Integrating Perseus with Training Frameworks

Warning

Perseus is under active development, and breaking changes may happen. Currently, we have all the low-level APIs in place, but it's not a turnkey solution yet. This document always reflects the master HEAD.

This page aims to walk you through the process of integrating Perseus with arbitrary training frameworks. We also have a reference integration with Merak. Especially take a look at Merak.runtime.pipe_engine.

Assumptions

We assume that there are concrete regions of the framework's code where the forward pass and the backward pass exclusively happens. For instance, in DeepSpeed, PipelineEngine has _exec_forward_pass and _exec_backward_pass. As another example, in Megatron-LM, users can pass in their custom forward_step_func to pretrain, and forward_step in the codebase calls it. The backward pass is done (roughly) in the backward_step function.
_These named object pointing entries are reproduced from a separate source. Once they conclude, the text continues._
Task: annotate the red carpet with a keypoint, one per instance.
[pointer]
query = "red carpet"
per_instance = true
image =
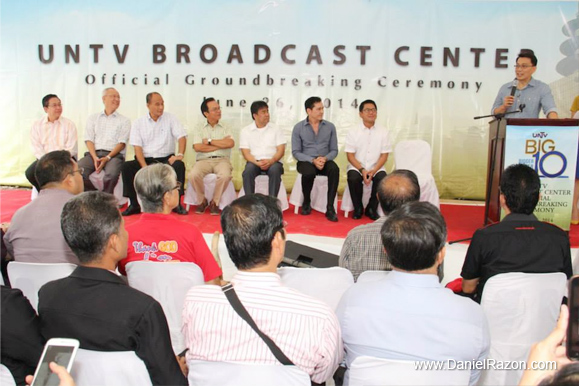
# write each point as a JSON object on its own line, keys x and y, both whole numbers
{"x": 462, "y": 220}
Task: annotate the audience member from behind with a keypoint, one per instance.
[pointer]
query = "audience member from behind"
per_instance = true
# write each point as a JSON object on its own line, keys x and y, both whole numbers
{"x": 363, "y": 250}
{"x": 20, "y": 343}
{"x": 97, "y": 307}
{"x": 34, "y": 235}
{"x": 520, "y": 242}
{"x": 305, "y": 329}
{"x": 157, "y": 235}
{"x": 409, "y": 315}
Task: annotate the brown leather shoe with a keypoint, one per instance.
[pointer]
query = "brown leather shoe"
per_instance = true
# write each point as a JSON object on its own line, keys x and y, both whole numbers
{"x": 214, "y": 209}
{"x": 201, "y": 207}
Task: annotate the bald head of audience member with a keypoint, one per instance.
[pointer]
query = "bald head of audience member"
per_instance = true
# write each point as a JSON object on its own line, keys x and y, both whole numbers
{"x": 414, "y": 238}
{"x": 157, "y": 188}
{"x": 95, "y": 230}
{"x": 58, "y": 170}
{"x": 397, "y": 188}
{"x": 254, "y": 233}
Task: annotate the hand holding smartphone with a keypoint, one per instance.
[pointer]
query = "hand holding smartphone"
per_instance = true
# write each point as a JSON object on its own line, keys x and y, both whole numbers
{"x": 59, "y": 350}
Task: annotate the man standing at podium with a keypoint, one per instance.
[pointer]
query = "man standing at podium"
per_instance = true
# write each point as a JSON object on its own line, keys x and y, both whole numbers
{"x": 525, "y": 93}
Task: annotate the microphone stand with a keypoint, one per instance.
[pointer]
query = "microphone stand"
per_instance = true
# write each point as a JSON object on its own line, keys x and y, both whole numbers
{"x": 499, "y": 118}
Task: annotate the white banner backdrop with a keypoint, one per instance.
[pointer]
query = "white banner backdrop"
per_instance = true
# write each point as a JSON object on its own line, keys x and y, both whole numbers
{"x": 431, "y": 66}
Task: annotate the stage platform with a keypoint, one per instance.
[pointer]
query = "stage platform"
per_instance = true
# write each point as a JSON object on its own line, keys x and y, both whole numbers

Integrate PerseusOptimizer

  1. Instantiate the PerseusOptimizer somewhere before actual training runs. Let's call the object opt.
  2. Surround one training step with opt.on_step_begin() and opt.on_step_end().
  3. Wrap the forward pass region with opt.on_instruction_begin("forward") and opt.on_instruction_end("forward").
  4. Wrap the backward pass region with opt.on_instruction_begin("backward") and opt.on_instruction_end("backward").

That's it.

Profiling Instructions

It's important to optimize on top of accurate measurements of forward and backward instructions. For now, we're taking an offline approach, where we run each instruction under a given GPU frequency N times and average time and energy consumption. See Merak's profile function.

We're on the process of implementing an online approach that is directly integrated into PerseusOptimizer so that you don't need to implement a separate profiler inside your framework.